There is only so much you can do with a shark film and it’s story. Just copying other stories is still the laziest option. You need a reason for the shark/s to be a problem. You need a reason that people need to go into the water. Thus you have the conflict. Everything else is up to you. Again, if you’ve seen Jaws films then you’ll know what is going to happen throughout a lot of the story.
Apparently, the director has form for just ripping off other films. He has also ripped off Dawn of the Dead (another of my favourite films) in Hell of the Living Dead. At least watching his films might lead you to watch the vastly superior originals.
2/10
Watchability - I did audibly groan whilst watching this film. It didn’t get me angry in the way Dominion did but then very few films have ever had that effect on me. There was enough to keep me entertained in it but I doubt it was intended. I couldn’t get past the fact that Dag looks like Hulk Hogan for example and was half hoping he’d end up in the water and hulk up as the shark was attacking. I doubt even a 25 foot tiger shark could cope with the atomic leg drop.
2/5
Other factors - I said that this section could give points for things like Jaws references. That being said, the Jaws references are multiple and some parts of the films are actually stolen. I’ll give a point for the references but no more. I also enjoyed the seal pushing Samuel into the water twice. It wouldn’t have seemed out of place on a sitcom set at the aquarium.
2/5
Total - 16/50
This is a bad film. It is worth watching if you like films that are so bad they’re good but do not watch if you are looking for an original story, good acting, familiar faces or thrilling action.
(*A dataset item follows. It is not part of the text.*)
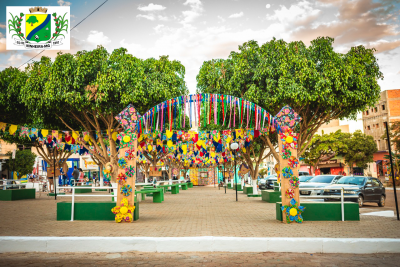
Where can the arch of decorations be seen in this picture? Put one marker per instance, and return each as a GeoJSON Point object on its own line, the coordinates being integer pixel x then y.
{"type": "Point", "coordinates": [245, 120]}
The attack on the regatta has its moments and there are a couple of other moments but overall you’ll watch this film to laugh at how bad it is rather than how scary it is.
The film has its tongue firmly in its cheek but with wooden acting, shameless theft from other films in both sound and visual aspects and nothing new in the plot department means that this film should be quite far down your to watch list of shark films.